I have PCOS and endometriosis, and was told I would need medical help to even have a chance of having a baby. By 29, I was slowly accepting the fact that I might never be a mom. I even remember the day I told one of my close friends I had cried all night because I was approaching 30 with no children and was trying to come to terms with it. And two months later, I was pregnant and didn’t even know it.
I took a pregnancy test nearly two months after that because I cried about putting my shoes on the wrong feet. My husband was like, “I know you told me you don’t think you can have kids, but you never act like you’ve been acting lately, so take a test.” It lit up like a Christmas tree! We found out soon that it was a boy, and I really enjoyed being pregnant.
We decided on the name Draven Xavier because I had chosen that name as a teenager for my first son, named after The Crow main character Eric Draven and Professor Xavier from X-Men (I’m a nerd). He was born on March 23rd, 2017. We both had some complications at birth because he was actually way over his due date and had IUGR and other issues, but after five days, we went home! He was such a sweet, happy baby. Slept through the night and only cried when his stomach was acting up.
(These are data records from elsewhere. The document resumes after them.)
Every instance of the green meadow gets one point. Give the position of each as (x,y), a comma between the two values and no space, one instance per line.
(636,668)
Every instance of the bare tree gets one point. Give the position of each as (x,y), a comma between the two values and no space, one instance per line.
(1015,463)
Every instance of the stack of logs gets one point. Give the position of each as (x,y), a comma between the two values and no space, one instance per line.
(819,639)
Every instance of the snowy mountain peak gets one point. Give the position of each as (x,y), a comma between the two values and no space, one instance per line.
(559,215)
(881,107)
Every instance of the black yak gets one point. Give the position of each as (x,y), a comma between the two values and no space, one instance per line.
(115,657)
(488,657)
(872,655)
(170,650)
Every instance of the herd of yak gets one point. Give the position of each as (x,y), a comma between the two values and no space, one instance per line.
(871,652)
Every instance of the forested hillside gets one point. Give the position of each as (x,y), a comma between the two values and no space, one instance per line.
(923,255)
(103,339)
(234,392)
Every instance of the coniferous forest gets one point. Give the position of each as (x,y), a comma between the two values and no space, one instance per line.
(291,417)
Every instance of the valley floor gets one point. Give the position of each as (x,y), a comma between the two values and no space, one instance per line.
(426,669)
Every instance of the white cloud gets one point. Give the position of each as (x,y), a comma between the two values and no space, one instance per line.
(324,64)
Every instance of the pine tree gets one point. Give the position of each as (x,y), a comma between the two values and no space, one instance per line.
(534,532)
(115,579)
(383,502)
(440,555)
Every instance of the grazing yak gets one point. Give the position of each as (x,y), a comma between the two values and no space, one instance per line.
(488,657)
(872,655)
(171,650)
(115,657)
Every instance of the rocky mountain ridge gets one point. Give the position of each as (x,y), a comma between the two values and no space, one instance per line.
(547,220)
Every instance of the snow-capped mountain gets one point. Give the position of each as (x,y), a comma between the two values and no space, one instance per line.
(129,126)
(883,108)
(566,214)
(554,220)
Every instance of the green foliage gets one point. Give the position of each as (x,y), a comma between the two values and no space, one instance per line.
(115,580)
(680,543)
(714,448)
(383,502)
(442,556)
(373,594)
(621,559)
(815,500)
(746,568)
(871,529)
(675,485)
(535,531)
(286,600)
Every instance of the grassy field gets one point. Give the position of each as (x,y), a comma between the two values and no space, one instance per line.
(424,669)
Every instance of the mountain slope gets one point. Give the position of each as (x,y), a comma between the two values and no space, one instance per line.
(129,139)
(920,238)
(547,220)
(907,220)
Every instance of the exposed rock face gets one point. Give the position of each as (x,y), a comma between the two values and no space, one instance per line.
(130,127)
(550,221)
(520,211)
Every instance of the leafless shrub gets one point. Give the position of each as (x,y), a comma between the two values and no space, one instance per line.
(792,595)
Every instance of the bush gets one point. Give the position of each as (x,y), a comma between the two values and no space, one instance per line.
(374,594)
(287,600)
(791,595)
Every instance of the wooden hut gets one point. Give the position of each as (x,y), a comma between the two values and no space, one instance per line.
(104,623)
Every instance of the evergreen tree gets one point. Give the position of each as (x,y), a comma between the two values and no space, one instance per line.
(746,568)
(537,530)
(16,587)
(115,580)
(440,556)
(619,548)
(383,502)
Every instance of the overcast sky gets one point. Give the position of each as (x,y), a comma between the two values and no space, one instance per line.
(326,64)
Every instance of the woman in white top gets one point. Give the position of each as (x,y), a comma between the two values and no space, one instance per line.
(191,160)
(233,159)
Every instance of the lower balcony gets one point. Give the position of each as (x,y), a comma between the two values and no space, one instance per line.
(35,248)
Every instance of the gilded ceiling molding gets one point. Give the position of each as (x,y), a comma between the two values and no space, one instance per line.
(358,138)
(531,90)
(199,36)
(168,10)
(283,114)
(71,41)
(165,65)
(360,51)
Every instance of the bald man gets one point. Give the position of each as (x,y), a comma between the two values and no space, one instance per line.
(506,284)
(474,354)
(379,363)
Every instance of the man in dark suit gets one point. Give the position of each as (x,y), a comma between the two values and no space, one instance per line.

He died on June 14, 2017 at 2 months and 22 days old, very unexpectedly. I couldn’t imagine why I had to wait so long to have a baby, just to have him taken away so quickly. Somehow I never got angry with God, and I only grew closer to Him. But my husband and I were just hurting too much with his death and other added trauma, and we both started having suicidal thoughts.
Then six weeks after we lost him, I felt weird and couldn’t stay awake through the day and I just felt pregnant so I took a test and it was negative but I just felt it in my heart, and six days later, another test showed a very faint positive that kept getting darker as more days passed. God gave me a reason to keep going! I wasn’t able to enjoy that pregnancy very much because I was terrified of losing her, knowing there was no safe zone after experiencing infant loss. But her heart kept beating and she kept growing.
A week before my 31st birthday, I went to a dermatologist because I had a big mole on my right clavicle that had grown large and dark and itched badly. I had my first wide local excision surgery to remove it, and it was stage 2A melanoma. The first surgery didn’t get it all, so I had a second that did, and also had to have a PET scan and a sentinel lymph node removal from my arm pit to make sure the cancer hadn’t spread to other areas of my body, especially while pregnant because pregnancy hormones almost always make cancer spread like wildfire.
I had three black lymph nodes removed that my surgeon was terrified would come back as cancerous, but the pathology report said they were black from tattoo ink! He cried with us as he told us the news that my cancer had somehow not spread, and even my oncologist said he never got to give good news like he was giving to me that I was declared “no evidence of disease” and just needed skin checks every three months and a PET scan yearly to make sure it stayed gone or we could keep finding it early if it didn’t.
Nobody could explain why my cancer didn’t spread further faster. By all known medical science, it should have. So God gave me my little girl to not only save me from myself and possible suicide, but also from cancer because I wouldn’t have had the health insurance to even get it checked out if I hadn’t been pregnant again.
Now Irys Ember-Rose is 2, going on 3. She was born April 9, 2018, one year and 17 days after her big brother. They looked almost exactly alike. And I am now also back in college, finishing up a triple cognate of degrees in Christian counseling, biblical and theological studies, and apologetics, and then getting my masters in professional healthcare chaplaincy. My hope is to work in pediatric hospice with parents who have lost or will lose their child so I can share my hope, God’s love, and my son with them.
If you would like more information or would like to participate in Project Finding Your Rainbow, you can read more here.
Thank you for sharing your story. I am so sorry for your pain & so happy that you have a healthy , beautiful daughter that is helping you heal. Congrats on your education accomplishments/ you will be such a gift to other families in your work.
Thank you so much for sharing your story. What an incredible thing you are doing for others as you help them walk through their pain.
Thank you for sharing your story. And Thank you for never giving up. God always has a plan even through the darkness there is the light. Keep sharing your light.